# Metabolome contribution to sex differences in the link between alcohol consumption and type 2 diabetes: a prospective analysis in the Hispanic Community Health Study/Study of Latinos

**Authors:** Brian Wang, Kai Luo, Wenyan Ma, Yanbo Zhang, Christina Cordero, Amber Pirzada, Martha Daviglus, Krista M Perreira, Bing Yu, Eric Boerwinkle, Robert C Kaplan, Qibin Qi

PMC · DOI: 10.1016/j.ajcnut.2026.101203 · 2026-01-21

## TL;DR

The study found that alcohol's effect on diabetes risk differs between sexes due to unique metabolomic signatures in Hispanic/Latino adults.

## Contribution

Identified sex-specific metabolomic signatures linked to alcohol consumption and diabetes risk in a Hispanic/Latino population.

## Key findings

- Female-specific AMS was inversely linked to insulin resistance and diabetes-related traits.
- Females with highest FAMS had 82% lower diabetes risk compared to lowest quartile.
- Male-specific AMS showed no significant association with diabetes risk.

## Abstract

Light-to-moderate alcohol consumption has been linked to improved insulin resistance and lower type 2 diabetes (T2D) risk predominantly in females but not males. Potential mechanisms underlying this sex difference remain unclear.

This study evaluated associations of sex-specific alcohol-associated metabolomic signatures (AMSs) with insulin resistance and T2D risk in United States Hispanic/Latino adults.

We analyzed serum metabolome data in the Hispanic Community Health Study/Study of Latinos, a prospective, multicenter, community-based study of Hispanics/Latinos, aged 18 to 74 y old, enrolled from 4 United States metropolitan areas between 2008 and 2011. Sex-specific AMSs were developed using an elastic net to identify serum metabolites uniquely associated with alcohol consumption in females (n = 2747) and males (n = 1737) without diabetes at baseline, respectively, excluding heavy drinkers. Poisson regression was used to examine the cross-sectional associations of AMSs with insulin resistance (homeostasis model assessment of insulin resistance ≥2.5) and the prospective associations of AMSs with T2D risk in females (n = 2265) and males (n = 1290) over ∼6 y, adjusting for demographic, socioeconomic, and behavioral factors.
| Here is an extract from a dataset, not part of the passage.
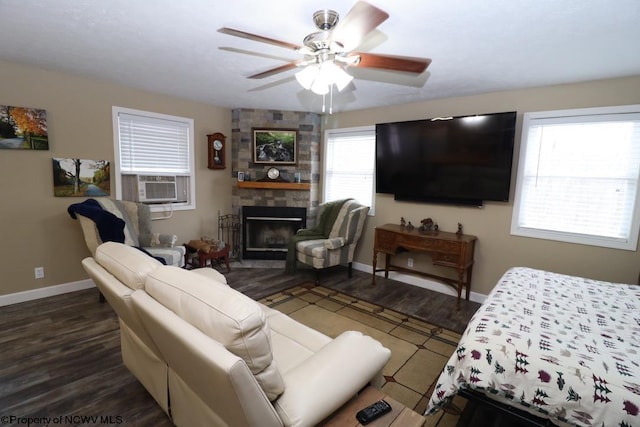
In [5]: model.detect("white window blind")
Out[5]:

We identified 40 and 54 metabolites uniquely associated with light-to-moderate alcohol consumption in females and males, respectively. Cross-sectionally, female-specific AMS (FAMS) was inversely associated with insulin resistance and various T2D-related metabolic traits in females, whereas male-specific AMS was positively associated with insulin resistance and metabolic traits in males. Prospectively, females in the highest quartile of FAMS had ∼82% (95% confidence interval: 70%, 89%) lower T2D risk compared with those in the lowest quartile. The favorable association between alcohol consumption and risk of T2D was attenuated after adjusting for FAMS. In males, there was no statistically significant association between male-specific AMS and T2D risk.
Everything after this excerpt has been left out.